Post the milestones for the community to know you have a plan, be transparent about its progress, and plan for progress reports. The worst thing the government can do is put this target of April 2020 out there, then hide behind closed doors, only to fail to meet the April 2020 go-live date.
4. Communicate the April 2020 program scope and manage expectations. We know the government is collaborating with Education and Health on this initiative, but how so? If the collaboration is of any substance, for instance therapists in schools and regulation of the ABA, then that scope is unlikely to be implemented by April 2020. The scope of the panel is broad and multifaceted. Whatever the design ends up being, the implementation will likely require multiple phases beyond April 2020. The government should be transparent about what’s in scope for April 2020 and manage those expectations accordingly.
5. Make the Ontario Autism Program website the trusted source for information. This may seem obvious, yet it needs to pointed out that the government has been slow to update their OAP website with up to date and accurate information. There are probably several reasons why there’s a problem. I’ve heard excuses of a lot of red tape with the ministry’s web publishing process.

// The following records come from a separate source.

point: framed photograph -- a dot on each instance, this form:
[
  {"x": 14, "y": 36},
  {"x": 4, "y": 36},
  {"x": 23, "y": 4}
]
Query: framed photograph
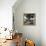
[{"x": 29, "y": 19}]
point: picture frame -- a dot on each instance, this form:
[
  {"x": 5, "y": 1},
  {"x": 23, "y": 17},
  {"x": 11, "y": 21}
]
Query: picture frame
[{"x": 29, "y": 19}]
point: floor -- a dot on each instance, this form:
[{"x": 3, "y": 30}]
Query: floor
[{"x": 9, "y": 43}]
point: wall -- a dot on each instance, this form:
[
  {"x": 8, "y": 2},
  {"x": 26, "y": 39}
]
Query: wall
[
  {"x": 6, "y": 13},
  {"x": 29, "y": 31},
  {"x": 43, "y": 22}
]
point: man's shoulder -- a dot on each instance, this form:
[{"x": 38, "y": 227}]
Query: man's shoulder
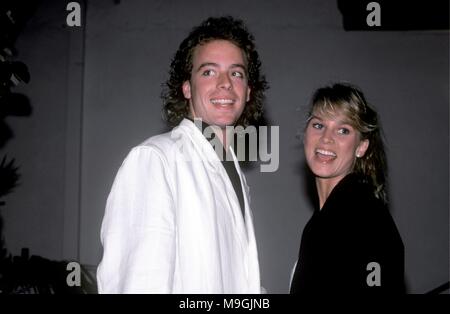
[{"x": 167, "y": 144}]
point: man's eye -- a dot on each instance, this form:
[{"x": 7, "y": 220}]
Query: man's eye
[
  {"x": 208, "y": 73},
  {"x": 317, "y": 126}
]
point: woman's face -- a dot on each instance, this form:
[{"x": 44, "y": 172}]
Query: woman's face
[{"x": 332, "y": 146}]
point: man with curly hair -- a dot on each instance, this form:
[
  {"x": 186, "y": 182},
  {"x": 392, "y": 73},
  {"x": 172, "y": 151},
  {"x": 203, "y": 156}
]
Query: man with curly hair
[{"x": 178, "y": 218}]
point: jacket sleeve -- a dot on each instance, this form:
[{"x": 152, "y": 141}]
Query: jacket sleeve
[{"x": 138, "y": 229}]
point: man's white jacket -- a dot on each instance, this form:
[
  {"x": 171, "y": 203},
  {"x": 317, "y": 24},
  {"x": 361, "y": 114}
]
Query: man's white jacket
[{"x": 173, "y": 223}]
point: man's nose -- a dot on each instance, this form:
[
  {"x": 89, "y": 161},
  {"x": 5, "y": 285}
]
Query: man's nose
[{"x": 224, "y": 81}]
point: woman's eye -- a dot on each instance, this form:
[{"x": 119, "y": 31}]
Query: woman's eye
[
  {"x": 238, "y": 74},
  {"x": 208, "y": 73},
  {"x": 317, "y": 126}
]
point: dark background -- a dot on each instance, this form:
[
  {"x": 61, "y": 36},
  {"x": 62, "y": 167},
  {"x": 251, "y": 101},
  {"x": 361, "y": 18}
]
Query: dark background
[{"x": 95, "y": 92}]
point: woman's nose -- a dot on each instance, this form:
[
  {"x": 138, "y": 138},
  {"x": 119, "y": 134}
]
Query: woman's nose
[{"x": 327, "y": 136}]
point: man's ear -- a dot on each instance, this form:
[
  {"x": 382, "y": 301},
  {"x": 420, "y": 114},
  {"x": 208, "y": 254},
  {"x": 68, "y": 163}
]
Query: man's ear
[
  {"x": 187, "y": 89},
  {"x": 362, "y": 148}
]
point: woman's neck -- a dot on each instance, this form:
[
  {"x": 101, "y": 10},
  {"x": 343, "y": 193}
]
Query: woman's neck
[{"x": 324, "y": 188}]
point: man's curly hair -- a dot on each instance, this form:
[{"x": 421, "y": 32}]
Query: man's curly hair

However, I’m going to guess that part of the issue is with MPPs and staffers informally providing information to various stakeholders, which then spreads across social media before the civil service is even aware. All that being said, it’s about building trust. Have your website be your authoritative source for the latest and greatest info on the OAP, not the social media rumour mill.
6. Address the waitlist(s) issue with greater clarity. The following has been published on the OAP website:
While this is a good step, one of the things I commonly hear is confusion on the state of waitlist management.
In the past you could call up your regional provider and find out where you sit on the waitlist. Has the ministry created a master list, or are regional providers still maintaining their legacy waitlists, while the ministry handles net new applicants? If there’s a master list, how can I verify that the valid intake date information has been merged into a master list? Does the government have the ability to re-institute a “first-come, first-serve” waitlist? Then of course is the infamous algorithm. If there’s an algorithm, then the model can predict when you should come off the waitlist. Why isn’t this information available?
7. Release a summary of the Ontario Autism Consultation Online Survey results. Final submissions were at the end of May 2019. When can we expect transparency on the survey results?
8. Do not have a permanent autism advisory panel. I’ve heard several people throw out the concept of keeping the panel going after their mandate is complete. Terrible idea. If the government needs short term stakeholder advice, then go out and seek it with the specific mandate. But this idea of having a permanent panel in place is a scary thought. If you’re trying to build trust, you don’t do that by having a permanent advisory panel working with NDAs. Where’s the public accountability with a set-up like that? As someone recently reminded me, RAPON was an unelected body of experts, which inevitably led to undesirable self-serving decisions. You have a public service, many of which I’m sure are highly paid. Enable them.